* [PATCH v2] drm: don't continue with anything after the GPU couldn't be woken up
@ 2017-11-21 15:01 Karol Herbst
[not found] ` <20171121150116.24956-1-kherbst-H+wXaHxf7aLQT0dZR+AlfA@public.gmane.org>
0 siblings, 1 reply; 5+ messages in thread
From: Karol Herbst @ 2017-11-21 15:01 UTC (permalink / raw)
To: nouveau-PD4FTy7X32lNgt0PjOBp9y5qC8QIuHrW
This should make systems more stable where resuming the GPU fails. This
can happen due to bad firmware or due to a bug within the kernel. The
last thing which should happen in either case is an unusable system.
v2: do the same in nouveau_pmops_resume
Tested-by: Karl Hastings <kazen@redhat.com>
Signed-off-by: Karol Herbst <kherbst@redhat.com>
---
drm/nouveau/nouveau_drm.c | 31 +++++++++++++++++++++++--------
1 file changed, 23 insertions(+), 8 deletions(-)
diff --git a/drm/nouveau/nouveau_drm.c b/drm/nouveau/nouveau_drm.c
index 8d4a5be3..6e4cb4f7 100644
--- a/drm/nouveau/nouveau_drm.c
+++ b/drm/nouveau/nouveau_drm.c
@@ -792,6 +792,27 @@ nouveau_pmops_suspend(struct device *dev)
return 0;
}
+static int
+nouveau_set_power_state_D0(struct pci_dev *pdev)
+{
+ struct nouveau_drm *drm = nouveau_drm(pci_get_drvdata(pdev));
+ int ret;
+
+ pci_set_power_state(pdev, PCI_D0);
+ /* abort if anything went wrong */
+ if (pdev->current_state != PCI_D0) {
+ NV_ERROR(drm, "couldn't wake up GPU!\n");
+ return -EBUSY;
+ }
+ pci_restore_state(pdev);
+ ret = pci_enable_device(pdev);
+ if (ret)
+ return ret;
+
+ pci_set_master(pdev);
+ return 0;
+}
+
int
nouveau_pmops_resume(struct device *dev)
{
@@ -803,12 +824,9 @@ nouveau_pmops_resume(struct device *dev)
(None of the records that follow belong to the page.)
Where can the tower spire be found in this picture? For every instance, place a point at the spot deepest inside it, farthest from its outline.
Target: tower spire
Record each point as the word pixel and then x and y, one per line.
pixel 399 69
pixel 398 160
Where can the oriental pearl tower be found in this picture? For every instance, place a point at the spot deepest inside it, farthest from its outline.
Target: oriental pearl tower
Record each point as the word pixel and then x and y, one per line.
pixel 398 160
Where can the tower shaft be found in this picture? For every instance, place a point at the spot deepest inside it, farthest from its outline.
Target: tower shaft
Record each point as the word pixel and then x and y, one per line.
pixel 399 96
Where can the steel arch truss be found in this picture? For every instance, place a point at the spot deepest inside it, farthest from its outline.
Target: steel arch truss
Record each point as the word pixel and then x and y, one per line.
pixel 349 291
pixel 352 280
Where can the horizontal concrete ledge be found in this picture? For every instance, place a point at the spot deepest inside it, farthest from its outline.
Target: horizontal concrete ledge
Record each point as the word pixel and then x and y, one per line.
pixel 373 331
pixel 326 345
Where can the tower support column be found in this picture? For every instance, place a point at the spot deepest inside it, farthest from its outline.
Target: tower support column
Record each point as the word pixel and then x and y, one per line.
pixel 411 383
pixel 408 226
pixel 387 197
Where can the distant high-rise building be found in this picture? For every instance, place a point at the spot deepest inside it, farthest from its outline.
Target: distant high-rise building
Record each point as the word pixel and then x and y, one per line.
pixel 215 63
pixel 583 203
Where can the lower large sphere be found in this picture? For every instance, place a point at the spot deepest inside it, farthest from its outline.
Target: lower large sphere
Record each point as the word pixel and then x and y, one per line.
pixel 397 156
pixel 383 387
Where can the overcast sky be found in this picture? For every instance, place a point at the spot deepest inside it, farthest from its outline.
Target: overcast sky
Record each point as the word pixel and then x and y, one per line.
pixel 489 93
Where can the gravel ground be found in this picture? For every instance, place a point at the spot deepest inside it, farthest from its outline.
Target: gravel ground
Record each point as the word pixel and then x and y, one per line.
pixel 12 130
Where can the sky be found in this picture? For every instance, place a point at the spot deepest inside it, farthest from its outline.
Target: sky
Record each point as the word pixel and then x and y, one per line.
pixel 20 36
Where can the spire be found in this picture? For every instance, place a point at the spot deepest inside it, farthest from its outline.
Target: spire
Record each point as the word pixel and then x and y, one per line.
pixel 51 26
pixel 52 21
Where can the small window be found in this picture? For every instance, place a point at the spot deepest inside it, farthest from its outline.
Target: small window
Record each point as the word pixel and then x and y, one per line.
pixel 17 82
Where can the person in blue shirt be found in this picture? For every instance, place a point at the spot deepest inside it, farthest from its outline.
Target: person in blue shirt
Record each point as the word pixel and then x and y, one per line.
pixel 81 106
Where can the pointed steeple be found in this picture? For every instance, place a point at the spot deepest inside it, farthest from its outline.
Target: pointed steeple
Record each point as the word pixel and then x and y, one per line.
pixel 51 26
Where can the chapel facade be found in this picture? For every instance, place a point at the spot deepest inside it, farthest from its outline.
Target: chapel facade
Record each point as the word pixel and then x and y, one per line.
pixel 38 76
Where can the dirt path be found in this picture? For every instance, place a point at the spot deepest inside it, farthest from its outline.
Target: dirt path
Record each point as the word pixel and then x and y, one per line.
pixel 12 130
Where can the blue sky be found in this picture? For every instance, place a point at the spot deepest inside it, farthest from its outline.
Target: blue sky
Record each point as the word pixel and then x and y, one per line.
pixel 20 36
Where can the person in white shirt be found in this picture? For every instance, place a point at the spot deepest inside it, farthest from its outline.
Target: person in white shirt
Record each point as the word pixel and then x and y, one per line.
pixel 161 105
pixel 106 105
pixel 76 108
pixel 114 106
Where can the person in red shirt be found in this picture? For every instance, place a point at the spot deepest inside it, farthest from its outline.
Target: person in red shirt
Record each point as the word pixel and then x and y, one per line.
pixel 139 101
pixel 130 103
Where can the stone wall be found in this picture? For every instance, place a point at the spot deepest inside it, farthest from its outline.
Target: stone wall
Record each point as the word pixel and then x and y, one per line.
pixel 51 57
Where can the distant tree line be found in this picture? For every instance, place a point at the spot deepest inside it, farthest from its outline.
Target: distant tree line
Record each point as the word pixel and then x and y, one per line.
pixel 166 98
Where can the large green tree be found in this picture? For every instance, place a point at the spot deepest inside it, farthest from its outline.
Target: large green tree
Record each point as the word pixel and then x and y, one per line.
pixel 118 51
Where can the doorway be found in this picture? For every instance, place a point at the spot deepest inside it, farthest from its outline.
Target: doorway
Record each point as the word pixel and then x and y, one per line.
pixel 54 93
drm_dev->switch_power_state == DRM_SWITCH_POWER_DYNAMIC_OFF)
return 0;
- pci_set_power_state(pdev, PCI_D0);
- pci_restore_state(pdev);
- ret = pci_enable_device(pdev);
+ ret = nouveau_set_power_state_D0(pdev);
if (ret)
return ret;
- pci_set_master(pdev);
ret = nouveau_do_resume(drm_dev, false);
@@ -879,12 +897,9 @@ nouveau_pmops_runtime_resume(struct device *dev)
return -EBUSY;
}
- pci_set_power_state(pdev, PCI_D0);
- pci_restore_state(pdev);
- ret = pci_enable_device(pdev);
+ ret = nouveau_set_power_state_D0(pdev);
if (ret)
return ret;
- pci_set_master(pdev);
ret = nouveau_do_resume(drm_dev, true);
--
2.14.3
_______________________________________________
Nouveau mailing list
Nouveau@lists.freedesktop.org
https://lists.freedesktop.org/mailman/listinfo/nouveau
^ permalink raw reply related [flat|nested] 5+ messages in thread[parent not found: <20171121150116.24956-1-kherbst-H+wXaHxf7aLQT0dZR+AlfA@public.gmane.org>]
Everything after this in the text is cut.